El primero es la profecía, y
se refiere a la naturaleza misma del sindicato, a su verdadera vocación.
El sindicato es una expresión del perfil profético de una sociedad. El
sindicato nace y renace cada vez que, como los profetas bíblicos, da voz
a los que no la tienen, denuncia al pobre “vendido por un par de
sandalias” (cfr Amós 2, 6), desenmasca a los poderosos
que pisotean los derechos de los trabajadores más vulnerables, defiende
la causa del extranjero, de los último, de los “descartes”. Como
demuestra la gran tradición de la CISL, el movimiento sindical tiene sus
grandes temporadas cuando es profecía. Pero en nuestras sociedades
capitalistas avanzadas el sindicato corre el peligro de perder esta
naturaleza profética y de volverse demasiado parecido a las instituciones
y a los poderes que, en cambio, debería criticar. El sindicato, con el
pasar del tiempo, ha acabado por parecerse demasiado a la política,
o mejor dicho, a los partidos políticos, a su lenguaje, a su estilo. En
cambio, si se olvida de esta dimensión típica y diferente, también su
acción dentro de las empresas pierde potencia y eficacia. Esta es la
profecía.
Segundo desafío: innovación.
Los profetas son centinelas, que vigilan desde su atalaya. También el
sindicato tiene que vigilar desde las murallas de la ciudad del trabajo,
como un centinela que mira y protege a los que están dentro de la ciudad
del trabajo, pero que mira y protege también a los que están fuera de las
murallas. El sindicato no realiza su función esencial de innovación
social si vigila solo a los que están dentro, si solo protege los
derechos de las personas que trabajan o que ya están retiradas. Esto se
debe hacer, pero es la mitad de vuestro trabajo. Vuestra vocación es
también proteger los derechos de quien todavía no los tiene, los excluidos
del trabajo que también están excluidos de los derechos y de la
democracia.
El capitalismo
de nuestro tiempo no comprende el valor del sindicato, porque se ha
olvidado de la naturaleza social de la economía, de la empresa. Este es
uno de los pecados más graves. Economía de mercado: no. Digamos economía
social de mercado, como enseñaba san Juan Pablo II: economía social de
mercado. La economía se ha olvidado de la naturaleza social de su
vocación, de la naturaleza social de la empresa, de la vida, de los
lazos, de los pactos. Pero tal vez nuestra sociedad no entiende al
sindicato porque no lo ve luchar lo suficiente en los lugares de los
“derechos del todavía no”, en las periferias existenciales, entre los
descartados del trabajo. Pensemos en el 40% de jóvenes menores de 25 años
que no tienen trabajo. Aquí, en Italia. ¡Y allí es donde tenéis que
luchar! Son periferias existenciales. No lo ve luchar entre los
inmigrantes, de los pobres, que están bajo las murallas de la ciudad; o
simplemente no lo entiende por qué a veces –pero pasa en todas las
familias– la corrupción ha entrado en el corazón de algunos
sindicalistas. No os dejéis bloquear por esto. Sé que os se estáis
esforzando ya desde hace tiempo en la dirección justa, sobre todo con los
migrantes, con los jóvenes y con las mujeres. Y lo que os digo
ahora podría parecer superado, pero en el mundo del trabajo la mujer es
todavía de segunda clase. Podriaís decirme: “No, hay esa empresaria, esa
otra…”. Sí, pero la mujer gana menos, se la explota con más facilidad…

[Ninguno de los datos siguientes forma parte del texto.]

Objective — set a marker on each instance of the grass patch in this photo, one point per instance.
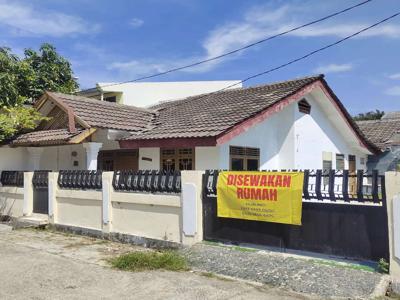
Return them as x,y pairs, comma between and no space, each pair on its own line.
343,265
150,260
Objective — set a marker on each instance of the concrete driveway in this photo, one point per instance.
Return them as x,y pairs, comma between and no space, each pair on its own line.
45,265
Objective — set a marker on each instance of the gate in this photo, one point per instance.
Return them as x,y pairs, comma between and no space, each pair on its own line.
334,220
40,182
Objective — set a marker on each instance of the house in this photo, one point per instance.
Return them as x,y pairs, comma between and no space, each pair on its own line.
294,124
385,133
143,94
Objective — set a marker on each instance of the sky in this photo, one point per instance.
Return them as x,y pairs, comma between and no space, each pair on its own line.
120,40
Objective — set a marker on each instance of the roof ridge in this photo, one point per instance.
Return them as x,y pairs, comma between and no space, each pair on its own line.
187,99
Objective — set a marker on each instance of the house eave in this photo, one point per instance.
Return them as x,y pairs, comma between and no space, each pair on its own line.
168,143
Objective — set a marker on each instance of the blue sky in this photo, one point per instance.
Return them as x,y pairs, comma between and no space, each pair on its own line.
121,40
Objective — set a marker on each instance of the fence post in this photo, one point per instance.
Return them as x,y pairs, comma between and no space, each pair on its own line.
107,178
192,207
53,186
392,180
28,194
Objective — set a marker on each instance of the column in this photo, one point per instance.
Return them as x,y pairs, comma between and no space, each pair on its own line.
28,194
92,150
53,209
107,206
34,158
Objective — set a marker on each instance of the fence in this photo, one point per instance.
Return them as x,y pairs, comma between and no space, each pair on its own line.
12,178
345,217
142,205
147,181
11,194
341,185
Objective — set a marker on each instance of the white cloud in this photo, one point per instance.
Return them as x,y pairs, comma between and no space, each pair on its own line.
259,22
394,76
333,68
393,91
24,19
136,23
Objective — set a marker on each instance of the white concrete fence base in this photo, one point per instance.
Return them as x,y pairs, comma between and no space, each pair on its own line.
171,218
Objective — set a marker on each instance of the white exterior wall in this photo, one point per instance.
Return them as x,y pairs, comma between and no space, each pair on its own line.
206,158
293,140
153,154
315,134
272,136
60,158
143,94
13,159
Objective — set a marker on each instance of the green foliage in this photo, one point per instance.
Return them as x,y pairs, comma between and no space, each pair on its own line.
371,115
25,80
150,260
18,119
383,266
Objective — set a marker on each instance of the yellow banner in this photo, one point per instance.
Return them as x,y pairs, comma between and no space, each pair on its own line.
260,196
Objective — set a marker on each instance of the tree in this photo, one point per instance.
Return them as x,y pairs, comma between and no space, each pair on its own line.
51,72
371,115
18,119
22,81
25,80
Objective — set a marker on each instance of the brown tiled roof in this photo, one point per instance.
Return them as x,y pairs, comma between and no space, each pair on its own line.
102,114
380,131
208,115
391,115
54,137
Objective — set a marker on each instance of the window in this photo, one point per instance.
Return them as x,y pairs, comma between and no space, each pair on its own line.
304,106
339,161
177,159
111,99
326,166
244,158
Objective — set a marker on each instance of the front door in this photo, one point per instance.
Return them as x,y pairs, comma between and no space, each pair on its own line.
352,173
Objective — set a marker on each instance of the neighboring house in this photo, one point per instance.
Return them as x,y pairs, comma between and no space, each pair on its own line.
385,133
295,124
144,94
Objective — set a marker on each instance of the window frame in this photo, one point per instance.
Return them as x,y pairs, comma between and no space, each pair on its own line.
246,156
177,156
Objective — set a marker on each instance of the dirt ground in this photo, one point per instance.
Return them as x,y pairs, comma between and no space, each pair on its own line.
46,265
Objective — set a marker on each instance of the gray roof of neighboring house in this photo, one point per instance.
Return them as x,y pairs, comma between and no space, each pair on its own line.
51,137
103,114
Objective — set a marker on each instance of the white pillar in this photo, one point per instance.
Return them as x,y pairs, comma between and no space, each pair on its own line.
27,207
107,207
92,150
34,158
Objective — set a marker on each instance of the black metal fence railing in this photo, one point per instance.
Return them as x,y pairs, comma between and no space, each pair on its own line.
147,181
40,179
12,178
80,179
329,185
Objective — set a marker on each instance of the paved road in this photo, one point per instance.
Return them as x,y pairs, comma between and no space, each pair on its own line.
44,265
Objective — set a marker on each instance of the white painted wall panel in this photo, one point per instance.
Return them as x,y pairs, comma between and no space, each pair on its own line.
153,154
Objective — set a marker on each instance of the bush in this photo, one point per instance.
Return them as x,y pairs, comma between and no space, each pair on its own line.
150,260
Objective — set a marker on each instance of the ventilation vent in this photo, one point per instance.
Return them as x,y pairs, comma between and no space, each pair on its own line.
244,151
304,107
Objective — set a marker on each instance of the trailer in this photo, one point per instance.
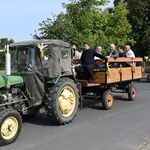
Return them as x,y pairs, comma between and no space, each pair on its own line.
108,80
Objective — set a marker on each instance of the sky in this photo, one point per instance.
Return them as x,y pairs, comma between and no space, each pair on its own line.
20,18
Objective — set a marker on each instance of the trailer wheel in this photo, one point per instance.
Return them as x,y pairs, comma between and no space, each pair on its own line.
107,100
10,126
131,93
62,101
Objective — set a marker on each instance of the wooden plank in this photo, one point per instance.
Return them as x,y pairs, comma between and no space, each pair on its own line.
125,59
138,73
126,74
99,77
114,75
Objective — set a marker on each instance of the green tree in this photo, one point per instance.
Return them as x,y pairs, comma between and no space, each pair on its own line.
85,21
3,42
139,18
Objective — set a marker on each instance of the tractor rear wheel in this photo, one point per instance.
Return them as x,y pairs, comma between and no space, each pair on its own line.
62,101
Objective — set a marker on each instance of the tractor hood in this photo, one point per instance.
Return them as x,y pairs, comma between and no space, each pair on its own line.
13,80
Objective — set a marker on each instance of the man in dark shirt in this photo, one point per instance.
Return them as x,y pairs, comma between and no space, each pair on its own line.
121,52
87,64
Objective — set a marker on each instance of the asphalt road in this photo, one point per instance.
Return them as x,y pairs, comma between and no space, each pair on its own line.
125,127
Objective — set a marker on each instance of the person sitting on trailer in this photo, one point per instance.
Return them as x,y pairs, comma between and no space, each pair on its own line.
85,70
113,53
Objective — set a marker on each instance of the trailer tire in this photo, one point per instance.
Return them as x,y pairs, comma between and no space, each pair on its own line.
107,100
131,93
62,101
10,126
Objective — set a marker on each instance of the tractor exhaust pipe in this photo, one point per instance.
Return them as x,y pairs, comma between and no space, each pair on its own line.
7,66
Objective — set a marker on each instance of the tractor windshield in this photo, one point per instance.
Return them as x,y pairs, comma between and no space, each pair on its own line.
23,59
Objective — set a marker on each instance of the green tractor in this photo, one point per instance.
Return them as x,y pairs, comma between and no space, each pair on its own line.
38,74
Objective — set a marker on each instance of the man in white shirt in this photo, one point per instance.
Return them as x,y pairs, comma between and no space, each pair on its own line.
129,52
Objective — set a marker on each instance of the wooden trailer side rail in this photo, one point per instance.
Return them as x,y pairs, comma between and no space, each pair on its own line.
114,75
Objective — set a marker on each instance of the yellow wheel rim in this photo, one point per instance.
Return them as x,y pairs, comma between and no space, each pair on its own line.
9,128
109,100
67,101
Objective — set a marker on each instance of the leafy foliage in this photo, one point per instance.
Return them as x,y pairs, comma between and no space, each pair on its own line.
139,18
85,21
3,42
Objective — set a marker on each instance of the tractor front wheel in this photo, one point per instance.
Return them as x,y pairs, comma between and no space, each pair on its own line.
10,126
62,101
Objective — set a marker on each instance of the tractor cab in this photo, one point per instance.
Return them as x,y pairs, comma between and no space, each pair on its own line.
37,55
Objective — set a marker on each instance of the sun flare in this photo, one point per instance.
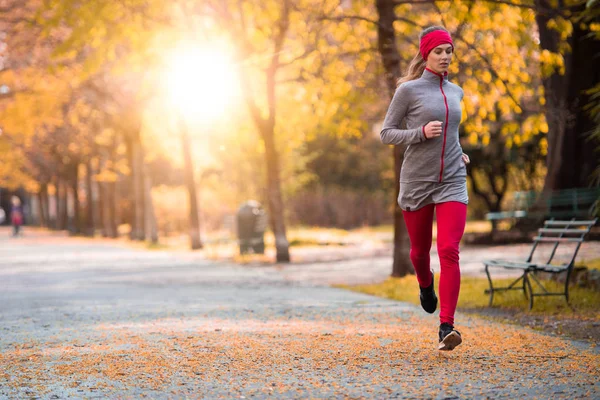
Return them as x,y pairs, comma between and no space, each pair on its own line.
201,83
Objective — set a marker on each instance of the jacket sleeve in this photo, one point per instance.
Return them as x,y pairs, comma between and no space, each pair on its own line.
391,132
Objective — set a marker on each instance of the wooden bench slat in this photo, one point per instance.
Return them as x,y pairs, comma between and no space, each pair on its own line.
565,231
524,265
554,240
572,223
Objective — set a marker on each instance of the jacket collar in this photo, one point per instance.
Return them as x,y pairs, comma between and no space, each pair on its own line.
433,76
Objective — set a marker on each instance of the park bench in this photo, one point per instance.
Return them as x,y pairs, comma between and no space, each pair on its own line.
567,234
561,204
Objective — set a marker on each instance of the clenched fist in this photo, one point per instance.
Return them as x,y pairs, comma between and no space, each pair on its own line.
433,129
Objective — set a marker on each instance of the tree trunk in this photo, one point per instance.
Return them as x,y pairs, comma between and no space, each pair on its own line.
57,210
90,225
570,159
274,197
76,206
138,187
194,221
150,223
102,209
63,217
111,201
266,127
386,41
43,196
131,183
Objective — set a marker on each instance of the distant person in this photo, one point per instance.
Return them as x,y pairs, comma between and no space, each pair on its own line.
16,215
433,174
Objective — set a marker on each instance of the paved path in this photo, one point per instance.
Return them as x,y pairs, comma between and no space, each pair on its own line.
92,319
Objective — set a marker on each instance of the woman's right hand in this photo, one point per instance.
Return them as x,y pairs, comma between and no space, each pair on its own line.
432,129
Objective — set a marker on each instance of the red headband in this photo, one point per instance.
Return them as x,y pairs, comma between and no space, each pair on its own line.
433,40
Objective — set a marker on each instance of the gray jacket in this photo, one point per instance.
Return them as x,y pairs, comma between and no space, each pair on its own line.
430,98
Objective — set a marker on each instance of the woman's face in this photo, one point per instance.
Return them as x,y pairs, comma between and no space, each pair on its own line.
439,58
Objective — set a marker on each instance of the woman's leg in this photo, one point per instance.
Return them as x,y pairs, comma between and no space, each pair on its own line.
419,224
451,219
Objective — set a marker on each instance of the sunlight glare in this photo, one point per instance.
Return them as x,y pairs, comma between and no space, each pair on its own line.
201,83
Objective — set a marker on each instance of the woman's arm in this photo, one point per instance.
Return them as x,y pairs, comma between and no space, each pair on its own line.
391,132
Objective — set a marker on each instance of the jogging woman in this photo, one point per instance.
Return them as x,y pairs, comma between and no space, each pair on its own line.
433,174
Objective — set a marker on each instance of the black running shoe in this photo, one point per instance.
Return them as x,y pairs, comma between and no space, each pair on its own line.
449,337
428,297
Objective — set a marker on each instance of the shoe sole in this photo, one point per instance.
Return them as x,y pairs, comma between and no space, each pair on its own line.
451,340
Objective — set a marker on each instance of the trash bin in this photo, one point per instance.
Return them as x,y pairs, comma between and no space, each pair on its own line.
251,226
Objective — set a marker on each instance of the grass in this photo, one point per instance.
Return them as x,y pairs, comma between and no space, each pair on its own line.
583,302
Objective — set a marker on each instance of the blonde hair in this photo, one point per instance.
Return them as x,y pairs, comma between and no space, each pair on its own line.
417,65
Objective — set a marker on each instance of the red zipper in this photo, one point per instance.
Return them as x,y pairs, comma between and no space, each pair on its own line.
446,125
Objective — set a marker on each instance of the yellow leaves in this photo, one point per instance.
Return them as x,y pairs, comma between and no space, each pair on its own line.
486,76
551,62
544,146
473,139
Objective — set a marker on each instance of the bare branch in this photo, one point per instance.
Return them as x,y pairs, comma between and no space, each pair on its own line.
350,17
510,3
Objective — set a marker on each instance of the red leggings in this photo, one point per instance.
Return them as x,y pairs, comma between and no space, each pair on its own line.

Haced algo. Os animo a continuar y, si es posible, a hacer más. Vivir las
periferias puede convertirse en una estrategia de acción, en una
prioridad del sindicato de hoy y de mañana. No hay una buena sociedad sin
un buen sindicato, y no hay un buen sindicato que no renazca todos los
días en las periferias, que no transforme las piedras descartadas por la
economía en piedras angulares. Sindicato es una hermosa palabra que viene
del griego dike, es decir justicia y syn juntos.

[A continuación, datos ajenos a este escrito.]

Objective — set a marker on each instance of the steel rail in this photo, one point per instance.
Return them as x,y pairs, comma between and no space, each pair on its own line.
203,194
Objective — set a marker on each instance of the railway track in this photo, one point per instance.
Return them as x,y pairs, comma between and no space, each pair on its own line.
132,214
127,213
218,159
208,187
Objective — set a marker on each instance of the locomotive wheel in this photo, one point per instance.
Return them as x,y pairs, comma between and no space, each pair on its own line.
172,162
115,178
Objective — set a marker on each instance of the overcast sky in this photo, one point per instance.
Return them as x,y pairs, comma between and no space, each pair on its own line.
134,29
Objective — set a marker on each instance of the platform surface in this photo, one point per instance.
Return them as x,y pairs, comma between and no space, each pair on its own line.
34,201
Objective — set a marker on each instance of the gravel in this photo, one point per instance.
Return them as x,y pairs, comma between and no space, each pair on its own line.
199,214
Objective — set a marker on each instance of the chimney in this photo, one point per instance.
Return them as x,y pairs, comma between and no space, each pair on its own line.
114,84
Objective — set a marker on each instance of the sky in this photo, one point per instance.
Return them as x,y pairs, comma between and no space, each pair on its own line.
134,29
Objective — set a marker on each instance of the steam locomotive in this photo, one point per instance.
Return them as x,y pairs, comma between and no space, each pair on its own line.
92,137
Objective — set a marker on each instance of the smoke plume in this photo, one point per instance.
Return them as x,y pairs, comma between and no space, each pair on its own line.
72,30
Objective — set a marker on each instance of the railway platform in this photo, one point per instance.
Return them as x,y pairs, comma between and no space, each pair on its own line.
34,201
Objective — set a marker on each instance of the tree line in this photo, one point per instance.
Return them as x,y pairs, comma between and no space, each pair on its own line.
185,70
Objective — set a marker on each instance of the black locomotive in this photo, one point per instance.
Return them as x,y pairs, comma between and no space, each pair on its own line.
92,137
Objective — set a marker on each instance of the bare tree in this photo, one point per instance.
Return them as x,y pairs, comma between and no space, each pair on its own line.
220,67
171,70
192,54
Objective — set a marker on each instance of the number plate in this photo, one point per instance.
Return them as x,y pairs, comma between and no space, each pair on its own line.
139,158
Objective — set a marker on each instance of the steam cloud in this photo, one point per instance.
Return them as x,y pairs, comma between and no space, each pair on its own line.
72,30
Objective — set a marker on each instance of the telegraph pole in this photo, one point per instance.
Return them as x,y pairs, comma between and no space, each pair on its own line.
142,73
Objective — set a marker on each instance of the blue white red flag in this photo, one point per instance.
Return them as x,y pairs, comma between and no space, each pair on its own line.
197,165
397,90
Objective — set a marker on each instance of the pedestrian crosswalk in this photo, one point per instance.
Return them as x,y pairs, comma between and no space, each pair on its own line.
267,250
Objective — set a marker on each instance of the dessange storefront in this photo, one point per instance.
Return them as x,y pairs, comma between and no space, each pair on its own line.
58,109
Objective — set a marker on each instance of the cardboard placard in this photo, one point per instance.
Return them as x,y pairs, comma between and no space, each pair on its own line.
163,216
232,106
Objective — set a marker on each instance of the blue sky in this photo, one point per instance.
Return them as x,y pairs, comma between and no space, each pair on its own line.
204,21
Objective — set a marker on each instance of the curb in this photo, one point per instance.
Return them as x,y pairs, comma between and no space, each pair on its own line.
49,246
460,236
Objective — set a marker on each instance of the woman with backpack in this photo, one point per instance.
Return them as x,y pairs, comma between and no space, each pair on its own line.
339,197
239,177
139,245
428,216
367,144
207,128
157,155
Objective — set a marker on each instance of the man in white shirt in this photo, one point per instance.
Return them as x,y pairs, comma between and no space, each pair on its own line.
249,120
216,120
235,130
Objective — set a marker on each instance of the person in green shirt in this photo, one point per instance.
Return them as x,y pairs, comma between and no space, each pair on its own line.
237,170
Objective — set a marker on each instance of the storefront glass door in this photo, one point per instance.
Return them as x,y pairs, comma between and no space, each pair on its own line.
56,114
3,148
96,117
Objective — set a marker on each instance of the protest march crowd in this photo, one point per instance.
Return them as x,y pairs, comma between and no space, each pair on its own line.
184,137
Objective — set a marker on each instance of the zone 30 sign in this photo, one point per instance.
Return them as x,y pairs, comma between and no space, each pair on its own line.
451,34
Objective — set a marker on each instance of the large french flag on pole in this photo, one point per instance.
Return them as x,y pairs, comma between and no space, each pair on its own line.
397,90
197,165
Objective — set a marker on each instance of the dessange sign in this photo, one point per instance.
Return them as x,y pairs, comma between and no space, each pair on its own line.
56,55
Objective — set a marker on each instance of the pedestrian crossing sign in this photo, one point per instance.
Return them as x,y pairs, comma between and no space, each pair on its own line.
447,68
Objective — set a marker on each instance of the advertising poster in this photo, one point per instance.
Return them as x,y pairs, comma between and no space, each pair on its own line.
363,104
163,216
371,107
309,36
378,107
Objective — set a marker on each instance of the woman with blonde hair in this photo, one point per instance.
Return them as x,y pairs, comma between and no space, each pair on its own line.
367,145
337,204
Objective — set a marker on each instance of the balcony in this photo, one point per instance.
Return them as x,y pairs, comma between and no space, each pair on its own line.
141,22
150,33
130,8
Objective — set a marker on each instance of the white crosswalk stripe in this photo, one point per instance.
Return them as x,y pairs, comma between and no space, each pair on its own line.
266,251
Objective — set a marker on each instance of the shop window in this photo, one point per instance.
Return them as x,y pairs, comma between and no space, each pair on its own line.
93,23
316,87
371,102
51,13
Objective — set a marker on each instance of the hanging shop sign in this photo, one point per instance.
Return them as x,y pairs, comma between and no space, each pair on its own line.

Es decir, justicia juntos. No hay justicia juntos si no es
junto con los excluidos de hoy.
Os agradezco
este encuentro, os bendigo, bendigo vuestro trabajo y os deseo lo mejor
para vuestro Congreso y vuestro trabajo diario. Y cuando nosotros en la
Iglesia hacemos una misión , por ejemplo, en una parroquia el obispo
dice: “Hagamos la misión para que toda la parroquia se convierta, es
decir vaya a mejor”. También vosotros “convertíos”: id a mejor en vuestro
trabajo, que sea mejor. ¡Gracias!
Y ahora os pido
que recéis por mí, porque yo también tengo que convertirme en mi trabajo;
cada día tengo que ir a mejor para ayudar y cumplir mi vocación. Rezad
por mí y quisiera daros la bendición del Señor.